Our guest is Scott McCamis, tax lawyer with MLT Aikins in Edmonton, Alta. Scott shares how you can set your business up for tax success, no matter the stage it’s in.
First things first, why get a tax lawyer involved when you already have an accountant and other financial experts on board? A tax lawyer can round out your team of experts, offering advice on how to structure your business, acquire talented staff, deal with mergers, acquisitions, reorganizations and disputes, and even sell your business, all with tax savings in mind.
It starts with how you set up your business, and whether you choose to incorporate or not.
An incorporated business is its own entity. It can sue and be sued, own property, and have employees, with you—the owner—as a shareholder.
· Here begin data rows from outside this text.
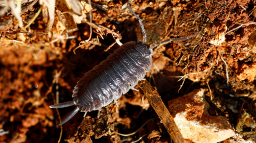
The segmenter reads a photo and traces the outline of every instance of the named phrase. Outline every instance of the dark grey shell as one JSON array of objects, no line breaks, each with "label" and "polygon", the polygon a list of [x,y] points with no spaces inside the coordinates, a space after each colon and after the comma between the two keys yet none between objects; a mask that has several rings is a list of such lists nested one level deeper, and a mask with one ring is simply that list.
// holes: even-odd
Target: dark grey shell
[{"label": "dark grey shell", "polygon": [[75,105],[86,112],[118,99],[144,78],[152,65],[152,53],[136,42],[123,45],[78,81],[72,96]]}]

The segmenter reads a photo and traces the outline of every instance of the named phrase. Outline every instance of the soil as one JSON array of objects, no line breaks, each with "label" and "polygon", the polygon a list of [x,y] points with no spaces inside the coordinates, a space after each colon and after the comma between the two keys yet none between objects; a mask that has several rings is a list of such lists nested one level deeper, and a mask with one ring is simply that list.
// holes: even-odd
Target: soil
[{"label": "soil", "polygon": [[[92,2],[92,23],[87,13],[73,31],[60,24],[60,11],[55,11],[47,35],[21,33],[10,10],[0,17],[0,129],[3,130],[0,130],[0,143],[130,143],[141,137],[141,143],[171,143],[140,89],[123,95],[119,106],[112,103],[103,107],[99,119],[97,111],[85,118],[79,112],[62,127],[58,125],[60,118],[74,107],[56,110],[49,106],[56,99],[60,103],[72,100],[79,79],[120,47],[116,44],[105,51],[115,39],[123,44],[143,39],[136,18],[125,6],[122,9],[127,0]],[[194,89],[204,89],[209,113],[226,117],[245,140],[256,142],[255,0],[136,0],[130,6],[142,20],[148,47],[197,33],[188,40],[158,46],[153,56],[151,72],[146,78],[165,105]],[[24,26],[40,7],[37,2],[22,14]],[[40,13],[30,32],[45,31],[45,18]],[[86,43],[90,25],[93,33]],[[100,26],[104,30],[99,30]],[[73,50],[81,44],[75,54]],[[135,88],[139,89],[138,85]],[[132,135],[116,133],[132,133],[156,118]]]}]

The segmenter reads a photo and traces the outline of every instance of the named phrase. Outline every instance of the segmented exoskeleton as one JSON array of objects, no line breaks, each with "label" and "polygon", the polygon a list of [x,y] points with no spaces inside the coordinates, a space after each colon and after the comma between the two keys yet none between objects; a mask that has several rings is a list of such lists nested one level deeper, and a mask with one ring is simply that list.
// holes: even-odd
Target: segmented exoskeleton
[{"label": "segmented exoskeleton", "polygon": [[[128,5],[129,10],[139,20],[143,33],[142,42],[146,42],[146,36],[141,20]],[[73,91],[73,101],[52,105],[52,108],[63,108],[75,105],[77,107],[60,124],[62,125],[79,110],[88,112],[100,110],[113,100],[116,101],[127,93],[139,80],[143,79],[146,72],[152,65],[153,48],[157,45],[171,41],[185,40],[195,34],[185,38],[170,39],[151,45],[150,48],[142,42],[129,42],[114,51],[107,59],[86,72],[75,86]]]}]

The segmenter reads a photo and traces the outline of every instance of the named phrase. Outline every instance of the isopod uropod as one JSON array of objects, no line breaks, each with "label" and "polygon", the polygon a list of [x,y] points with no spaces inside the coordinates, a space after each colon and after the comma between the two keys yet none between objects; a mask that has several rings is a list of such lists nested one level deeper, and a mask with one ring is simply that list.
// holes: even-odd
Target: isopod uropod
[{"label": "isopod uropod", "polygon": [[[127,7],[139,20],[144,34],[143,42],[146,42],[146,31],[141,20]],[[99,65],[86,72],[77,82],[73,91],[73,101],[50,106],[59,108],[76,105],[77,107],[60,123],[63,124],[79,110],[85,112],[100,110],[102,107],[116,102],[121,96],[127,93],[139,80],[143,80],[146,72],[152,65],[153,48],[157,45],[172,40],[185,40],[195,34],[184,38],[170,39],[151,45],[150,48],[142,42],[129,42],[123,45],[107,57]]]}]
An unincorporated business can either be a sole proprietorship, with your personal assets on the line, or a partnership, where the liability is shared between you and a partner—or partners.
“A corporation is a separate taxpayer,” says Scott. “It pays its own corporate tax and then taxes its after-tax profits, and if it wants, it can pay dividends to the shareholders.”
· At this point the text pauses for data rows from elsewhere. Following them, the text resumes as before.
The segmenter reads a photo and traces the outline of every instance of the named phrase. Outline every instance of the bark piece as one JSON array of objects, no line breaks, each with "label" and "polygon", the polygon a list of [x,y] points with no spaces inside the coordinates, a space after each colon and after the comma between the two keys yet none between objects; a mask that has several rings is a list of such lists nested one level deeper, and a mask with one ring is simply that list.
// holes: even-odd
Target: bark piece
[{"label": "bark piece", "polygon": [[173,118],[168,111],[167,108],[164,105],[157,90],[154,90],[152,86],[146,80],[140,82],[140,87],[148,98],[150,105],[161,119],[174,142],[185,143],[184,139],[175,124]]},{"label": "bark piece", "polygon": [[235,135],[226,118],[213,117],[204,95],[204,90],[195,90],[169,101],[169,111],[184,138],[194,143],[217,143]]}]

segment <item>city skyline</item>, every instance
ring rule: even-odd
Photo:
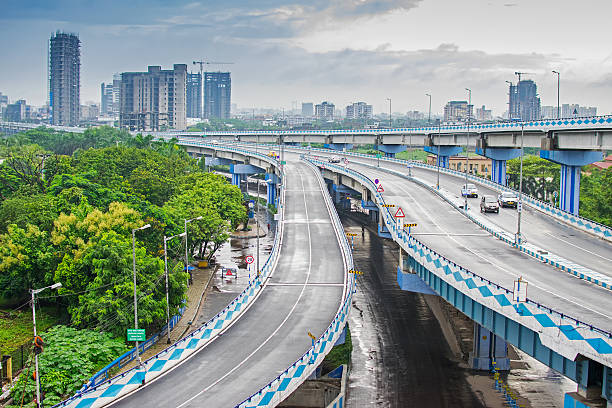
[[[440,114],[448,101],[465,99],[470,87],[474,105],[501,115],[505,81],[516,82],[517,70],[535,74],[525,79],[537,83],[542,105],[556,105],[554,69],[561,72],[562,104],[612,112],[612,54],[597,31],[612,10],[605,1],[589,7],[548,0],[476,0],[461,7],[442,0],[166,4],[111,1],[104,6],[108,12],[71,0],[53,7],[42,1],[7,5],[0,17],[6,57],[0,89],[44,104],[46,40],[62,30],[79,33],[82,42],[81,100],[99,100],[100,83],[115,72],[204,58],[235,63],[232,99],[241,107],[365,100],[382,113],[391,98],[394,112],[426,111],[425,93],[431,93],[432,112]],[[511,29],[516,18],[520,30]],[[558,30],[570,21],[572,32]],[[500,30],[500,23],[508,29]]]

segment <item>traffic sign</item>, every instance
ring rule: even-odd
[[[128,329],[128,341],[145,341],[147,336],[144,329]]]

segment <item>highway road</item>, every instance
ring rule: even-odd
[[[115,407],[230,407],[291,366],[333,320],[344,265],[313,170],[285,166],[286,210],[279,262],[259,299],[222,336]]]
[[[350,157],[349,162],[376,164],[376,159]],[[399,163],[381,161],[380,166],[408,174],[406,166]],[[429,184],[436,184],[436,171],[412,168],[412,175]],[[454,192],[457,197],[461,195],[463,184],[465,184],[464,178],[440,173],[440,187]],[[468,199],[468,208],[473,213],[480,211],[480,196],[488,194],[497,197],[498,195],[497,192],[484,185],[476,184],[476,187],[479,198]],[[508,232],[515,233],[517,230],[517,211],[514,208],[500,208],[499,214],[486,213],[485,216],[488,221]],[[521,218],[521,232],[523,239],[527,242],[612,277],[612,244],[610,242],[557,221],[527,205],[523,206]]]
[[[348,167],[372,180],[381,180],[385,201],[402,207],[406,223],[418,224],[413,232],[425,245],[506,288],[511,289],[513,281],[522,276],[529,284],[528,296],[532,300],[612,331],[612,293],[609,290],[519,252],[416,183],[366,167],[356,160],[349,160]],[[473,202],[478,203],[477,200]]]

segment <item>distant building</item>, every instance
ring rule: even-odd
[[[49,40],[49,106],[53,125],[79,123],[81,41],[60,31]]]
[[[476,108],[476,120],[480,122],[493,120],[491,109],[486,109],[484,105],[482,105],[482,108]]]
[[[230,117],[232,78],[229,72],[204,73],[204,117]]]
[[[334,104],[329,102],[315,105],[315,117],[318,120],[334,120],[334,109]]]
[[[187,65],[121,74],[119,126],[128,130],[186,128]]]
[[[113,115],[113,84],[100,84],[100,115]]]
[[[450,101],[444,106],[444,121],[467,122],[468,116],[474,117],[473,108],[467,101]]]
[[[580,106],[577,103],[564,103],[561,105],[562,118],[574,118],[577,116],[597,116],[597,108],[594,106]]]
[[[302,116],[307,118],[314,116],[314,105],[312,102],[302,103]]]
[[[372,105],[356,102],[346,107],[347,119],[372,119]]]
[[[202,117],[202,75],[187,74],[187,117]]]
[[[538,87],[532,80],[519,81],[510,85],[509,95],[510,119],[539,120],[541,119],[540,98]]]

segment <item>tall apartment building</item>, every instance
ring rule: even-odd
[[[187,74],[187,117],[202,117],[202,76],[199,72]]]
[[[322,102],[315,105],[315,117],[318,120],[334,120],[334,109],[333,103]]]
[[[314,116],[314,105],[312,102],[302,102],[302,116],[307,118]]]
[[[230,117],[232,78],[229,72],[204,73],[204,117]]]
[[[76,126],[80,106],[81,41],[56,32],[49,40],[49,107],[53,125]]]
[[[542,117],[538,87],[530,79],[510,85],[509,94],[510,119],[539,120]]]
[[[113,115],[113,84],[100,84],[100,115]]]
[[[371,119],[372,105],[365,102],[356,102],[346,107],[347,119]]]
[[[467,122],[468,117],[474,118],[473,108],[467,101],[450,101],[444,106],[444,121]]]
[[[186,128],[187,65],[149,66],[147,72],[123,72],[119,126],[128,130]]]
Sole proprietorships and partnerships deal with taxes differently.
“It’s a flow-through or a nothing for tax purposes,” says Scott. “It doesn’t pay taxes on its own account. The profits just flow through to the owners.”
Another difference is in the tax rates.
Corporate tax rates are much lower than personal tax rates—those paid by sole proprietors/partners—but they provide more of a tax deferral than a tax savings.
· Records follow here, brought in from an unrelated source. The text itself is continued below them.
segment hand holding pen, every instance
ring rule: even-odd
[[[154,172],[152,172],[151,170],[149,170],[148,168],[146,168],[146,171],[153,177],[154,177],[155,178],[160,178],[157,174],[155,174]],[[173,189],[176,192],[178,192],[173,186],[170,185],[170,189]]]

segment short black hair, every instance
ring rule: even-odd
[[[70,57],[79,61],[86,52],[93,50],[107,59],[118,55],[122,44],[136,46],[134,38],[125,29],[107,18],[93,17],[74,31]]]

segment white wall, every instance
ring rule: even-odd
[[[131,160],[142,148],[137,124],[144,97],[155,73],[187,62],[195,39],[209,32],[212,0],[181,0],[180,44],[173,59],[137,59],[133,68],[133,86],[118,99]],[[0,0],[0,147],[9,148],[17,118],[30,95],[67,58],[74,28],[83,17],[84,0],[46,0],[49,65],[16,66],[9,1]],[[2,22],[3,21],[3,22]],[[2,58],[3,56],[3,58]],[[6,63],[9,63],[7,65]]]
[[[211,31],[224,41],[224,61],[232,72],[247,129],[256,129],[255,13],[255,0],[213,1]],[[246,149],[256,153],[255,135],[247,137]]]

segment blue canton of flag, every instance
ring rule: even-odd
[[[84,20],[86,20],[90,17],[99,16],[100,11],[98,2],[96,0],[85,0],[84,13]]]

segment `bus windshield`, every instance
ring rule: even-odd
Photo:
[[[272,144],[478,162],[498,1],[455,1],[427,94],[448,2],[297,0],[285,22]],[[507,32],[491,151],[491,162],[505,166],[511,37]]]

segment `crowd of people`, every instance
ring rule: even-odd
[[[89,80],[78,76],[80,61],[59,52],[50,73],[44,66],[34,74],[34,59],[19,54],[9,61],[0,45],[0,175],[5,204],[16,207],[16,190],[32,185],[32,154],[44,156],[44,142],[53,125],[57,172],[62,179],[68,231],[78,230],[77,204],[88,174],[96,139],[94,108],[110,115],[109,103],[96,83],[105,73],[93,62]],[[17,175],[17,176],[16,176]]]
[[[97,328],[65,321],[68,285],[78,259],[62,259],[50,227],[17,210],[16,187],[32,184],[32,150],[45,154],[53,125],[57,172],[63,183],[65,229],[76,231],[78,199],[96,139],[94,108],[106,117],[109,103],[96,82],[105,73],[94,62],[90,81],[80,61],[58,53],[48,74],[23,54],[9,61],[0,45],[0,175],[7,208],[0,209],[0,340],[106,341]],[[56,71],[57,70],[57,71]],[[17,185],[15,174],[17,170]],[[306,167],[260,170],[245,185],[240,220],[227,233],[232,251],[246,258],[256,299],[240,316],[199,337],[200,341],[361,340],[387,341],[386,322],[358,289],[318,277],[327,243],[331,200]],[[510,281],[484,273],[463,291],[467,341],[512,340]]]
“Eventually, you have to pay it out to yourself as a dividend and pay more tax,” says Scott, of the money earned in a corporation, “but it is a temporary tax savings deferral. As long as you leave the money in the corporation, you have more after-tax dollars to invest for the time being.”
Shares can provide more tax relief.
Some business owners will name family members as shareholders, to both spread out the tax burden and let those family members benefit from an eventual sale of shares.
Shares can also make your business more attractive to potential employees, especially in a competitive market that makes it hard to secure the best talent. You might choose to offer up actual shares to your employees, or compensate your employees based on the value of your shares.
Either way, tax liabilities are deferred and you—and your family members and employees—can realize the benefits in the meantime.
When it comes to selling, the way your business is set up and the way you’re intending to sell could make your business more or less attractive to a buyer—and give you certain tax breaks.
Financial statements, tax returns, and even environmental reports will be subject to review, though selling shares versus assets can also impact the overall sale.
With a share sale, a buyer takes over your shares and inherits your company as is. You might also be eligible for a lifetime capital gains deduction, which would give you major tax savings.
With an asset sale, a buyer only takes on particular assets. This is usually the best-case scenario for them, as it allows them to choose what they want to buy without taking on further liabilities.
At the end of the day, connecting with a lawyer who can help you navigate your way around tax laws will save you more in the end.